The banks that had lent New York money cut off its ability to borrow. They asked that the city repay them six billion dollars before they would lend it money again. The city government turned to the federal government to ask for 2.3 billion dollars in loan guarantees, but President Gerald Ford said he would not agree to guarantee New York's loans. Less than a month later, however, he changed his mind and agreed to help New York.
With time to put its finances in order, city officials moved with startling dispatch -- cutting services, repaying its outstanding loans, and balancing the city budget by 1981 -- a full year ahead of schedule.
With the advent of electronic fund transfers, unimaginably huge sums of money began circulating around the globe -- 24 hours a day. By the mid-1980s, 40 percent or more of those electronic transactions were passing through New York. The influx of money and financial institutions triggers a phase of dramatic growth in employment and new construction for New York.
After a brief recession in the early '90s, New York's boom begun in the '80s continued, and waves of immigrants from virtually every country in the world poured into the city. By the end of the decade, more than a third of all New Yorkers had been born abroad, and nearly 180 languages could be overheard on the streets.
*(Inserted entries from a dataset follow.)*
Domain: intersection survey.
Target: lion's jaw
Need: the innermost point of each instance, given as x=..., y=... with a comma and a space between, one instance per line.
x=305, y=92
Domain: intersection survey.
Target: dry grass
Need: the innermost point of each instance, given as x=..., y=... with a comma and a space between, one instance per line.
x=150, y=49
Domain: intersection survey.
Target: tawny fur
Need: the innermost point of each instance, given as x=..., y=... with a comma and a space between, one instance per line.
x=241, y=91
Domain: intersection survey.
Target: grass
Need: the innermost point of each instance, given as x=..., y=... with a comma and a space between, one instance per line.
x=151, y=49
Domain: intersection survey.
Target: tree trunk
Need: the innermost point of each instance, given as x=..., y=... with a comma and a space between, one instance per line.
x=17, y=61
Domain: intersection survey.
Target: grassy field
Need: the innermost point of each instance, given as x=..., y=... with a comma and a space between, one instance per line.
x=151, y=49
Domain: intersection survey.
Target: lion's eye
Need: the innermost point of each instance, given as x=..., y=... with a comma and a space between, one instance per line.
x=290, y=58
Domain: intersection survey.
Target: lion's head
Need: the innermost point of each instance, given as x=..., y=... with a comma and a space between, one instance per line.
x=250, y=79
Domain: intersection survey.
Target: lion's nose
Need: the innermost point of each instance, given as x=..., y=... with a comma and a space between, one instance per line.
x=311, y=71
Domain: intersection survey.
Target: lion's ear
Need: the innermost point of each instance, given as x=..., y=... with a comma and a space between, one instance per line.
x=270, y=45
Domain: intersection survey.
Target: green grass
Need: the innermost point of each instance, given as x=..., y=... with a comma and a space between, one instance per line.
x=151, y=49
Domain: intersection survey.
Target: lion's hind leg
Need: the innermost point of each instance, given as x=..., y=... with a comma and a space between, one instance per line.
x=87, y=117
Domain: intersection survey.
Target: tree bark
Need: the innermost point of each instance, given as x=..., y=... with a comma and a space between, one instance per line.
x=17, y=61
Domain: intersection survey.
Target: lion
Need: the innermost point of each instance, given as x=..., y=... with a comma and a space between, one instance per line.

For the first time in its history, New York's population grows to more than eight million, with whites constituting the largest racial group, nearly 3.6 million, and the Hispanic population swelling to nearly 2.2 million. The city's black population rises to more than 2.1 million and the Asian population peaked at a bit less than 800,000. 393,959 New Yorkers identify themselves as multiracial.
On September 11, the twin towers of the World Trade Center were destroyed in the most devastating terrorist attack in the history of the United States. Two jetliners were crashed into the towers, causing both to collapse. New York City suffered a loss of over 6,000 people.